Dans “Mayotte, où va la République ?”, ils présentent des clandestins de l’île aux parfums, département qui subit de plein fouet les conséquences de la lutte contre l’immigration clandestine du gouvernement français. “Des conséquences très graves”, commente Jean-Marie Pernelle qui, avec son co-réalisateur, ont donné la parole à tous les acteurs de cette politique (le préfet, les douanes, la PAF, et les clandestins eux-mêmes) dans leur documentaire. Un 52 minutes diffusé hier soir au cinéma Plaza de Saint-Denis dans le cadre du Festival international du Film des Droits de l’Homme de la Réunion. “Mais il n’y a pas de parti pris” selon les réalisateurs. Les Comoriens sont venus s’installer à Mayotte depuis des années pour se soigner, pour que leurs enfants aillent à l’école où le système éducatif offre des écoles primaires, des collèges et des lycées. Mais le droit du sol a laissé la place au droit du sang et avec le changement de statut, les Comoriens ont dû débourser de 10 à 300 euros pour se faire soigner. “La République s’applique pour les gens qui sont sur son territoire et qui ont droit au système collectif.
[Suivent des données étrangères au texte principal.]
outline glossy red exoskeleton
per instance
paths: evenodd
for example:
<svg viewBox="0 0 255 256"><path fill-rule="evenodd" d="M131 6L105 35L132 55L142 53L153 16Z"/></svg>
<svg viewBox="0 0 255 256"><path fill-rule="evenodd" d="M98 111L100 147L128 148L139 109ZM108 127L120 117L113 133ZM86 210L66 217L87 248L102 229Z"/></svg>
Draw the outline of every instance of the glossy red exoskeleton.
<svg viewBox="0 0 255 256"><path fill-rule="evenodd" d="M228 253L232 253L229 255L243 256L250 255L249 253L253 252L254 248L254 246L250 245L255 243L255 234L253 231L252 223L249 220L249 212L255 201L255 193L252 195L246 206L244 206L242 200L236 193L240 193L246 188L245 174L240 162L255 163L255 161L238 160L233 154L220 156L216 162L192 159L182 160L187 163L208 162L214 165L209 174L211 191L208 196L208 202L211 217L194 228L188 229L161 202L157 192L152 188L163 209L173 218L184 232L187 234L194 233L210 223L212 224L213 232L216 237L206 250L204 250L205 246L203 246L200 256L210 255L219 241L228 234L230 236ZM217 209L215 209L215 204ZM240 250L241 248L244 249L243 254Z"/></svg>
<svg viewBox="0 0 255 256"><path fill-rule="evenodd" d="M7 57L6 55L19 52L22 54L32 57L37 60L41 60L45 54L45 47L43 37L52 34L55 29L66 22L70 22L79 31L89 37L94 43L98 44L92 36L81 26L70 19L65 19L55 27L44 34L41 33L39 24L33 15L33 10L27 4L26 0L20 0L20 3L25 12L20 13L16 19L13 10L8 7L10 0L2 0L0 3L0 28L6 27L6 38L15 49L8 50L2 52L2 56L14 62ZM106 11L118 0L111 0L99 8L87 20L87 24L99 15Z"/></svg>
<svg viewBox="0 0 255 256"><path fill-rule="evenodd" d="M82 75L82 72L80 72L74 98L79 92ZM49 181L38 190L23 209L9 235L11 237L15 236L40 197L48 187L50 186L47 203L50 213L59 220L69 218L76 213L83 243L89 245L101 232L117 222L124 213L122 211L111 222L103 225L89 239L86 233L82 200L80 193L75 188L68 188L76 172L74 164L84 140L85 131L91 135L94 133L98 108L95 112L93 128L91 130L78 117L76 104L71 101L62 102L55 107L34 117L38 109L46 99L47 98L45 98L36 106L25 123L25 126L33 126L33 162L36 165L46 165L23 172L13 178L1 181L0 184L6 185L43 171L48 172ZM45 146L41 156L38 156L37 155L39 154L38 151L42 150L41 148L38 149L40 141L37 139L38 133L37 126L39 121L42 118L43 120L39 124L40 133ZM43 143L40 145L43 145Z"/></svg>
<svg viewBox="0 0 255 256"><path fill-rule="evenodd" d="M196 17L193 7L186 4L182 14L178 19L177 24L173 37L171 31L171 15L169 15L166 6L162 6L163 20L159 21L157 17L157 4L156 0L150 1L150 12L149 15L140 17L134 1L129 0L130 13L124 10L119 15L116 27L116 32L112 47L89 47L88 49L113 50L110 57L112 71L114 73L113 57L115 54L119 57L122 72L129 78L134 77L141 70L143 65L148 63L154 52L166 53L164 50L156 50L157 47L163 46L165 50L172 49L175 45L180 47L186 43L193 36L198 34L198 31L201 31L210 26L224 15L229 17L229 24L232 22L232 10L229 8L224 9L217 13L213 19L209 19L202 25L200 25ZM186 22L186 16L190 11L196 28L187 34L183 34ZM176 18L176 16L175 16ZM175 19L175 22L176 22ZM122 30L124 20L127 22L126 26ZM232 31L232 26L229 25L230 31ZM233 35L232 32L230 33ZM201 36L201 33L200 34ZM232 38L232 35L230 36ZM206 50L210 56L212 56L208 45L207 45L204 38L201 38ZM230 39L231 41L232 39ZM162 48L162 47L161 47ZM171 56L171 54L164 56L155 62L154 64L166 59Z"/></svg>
Mais la politique menée par le gouvernement est antinomique avec la République, basée sur l’égalité et les droits de l’homme”. Si beaucoup reconnaissent que la loi doit s’appliquer, ils estiment que ces Comoriens ont le droit d’éduquer leurs enfants et de se faire soigner sur le sol mahorais.
« Est-ce une politique de rejet ? »
Or, on voit “la police à la sortie de l’école, à la sortie des dispensaires, entrer chez des gens sans mandat d’arrêt pour les emmener et les expulser”. Dans le documentaire, un policier témoigne anonymement et avoue que la préfecture leur donne tous les jours des quotas de sans-papier à arrêter. Ainsi, des adolescents deviennent, du jour au lendemain sur des papiers officiels, des fils de personnes qu’ils ne connaissent même pas, mais déjà expulsées, et se retrouvent sur un bateau entre Mayotte et Anjouan. “Est-ce une politique de rejet ? Çelà va amener quelque chose de grave. Vu de l’extérieur, Mahorais et Comoriens forment une communauté. Il y a des grands mariages entre eux… Là, on dit aux Mahorais, vous restez Français et vous, Comoriens, vous êtes rejetés. C’est infernal pour des milliers de familles”, analyse Jean-Marie Pernelle qui affirme également que “le peuple mahorais n’adhère pas à ces réductions à la frontière massive mais a du mal à s’exprimer. Mayotte est encore fragile et l’État français impose des choses. Les élus, eux, souhaitent plus de crédits, plus d’implication de la France et adhèrent donc à cette politique pour repousser les Comoriens. Une grande majorité entretient leur petit pouvoir en étant vendus à l’État français”. Au-delà, il estime que “si les Mahorais sont contents d’être Français, ils disent que ce n’est pas normal de chasser les Comoriens”. Lors de ses déplacements réguliers à Mayotte, le réalisateur dit assister à “une déperdition de la culture mahoraise” et de la convivialité. “On est dans le rejet, pas dans l’union. On voit apparaître des tags anti comorien. Çà va aller en s’empirant…”
Juliane Ponin-Ballom
(Source : Le Journal de l’île de la Réunion)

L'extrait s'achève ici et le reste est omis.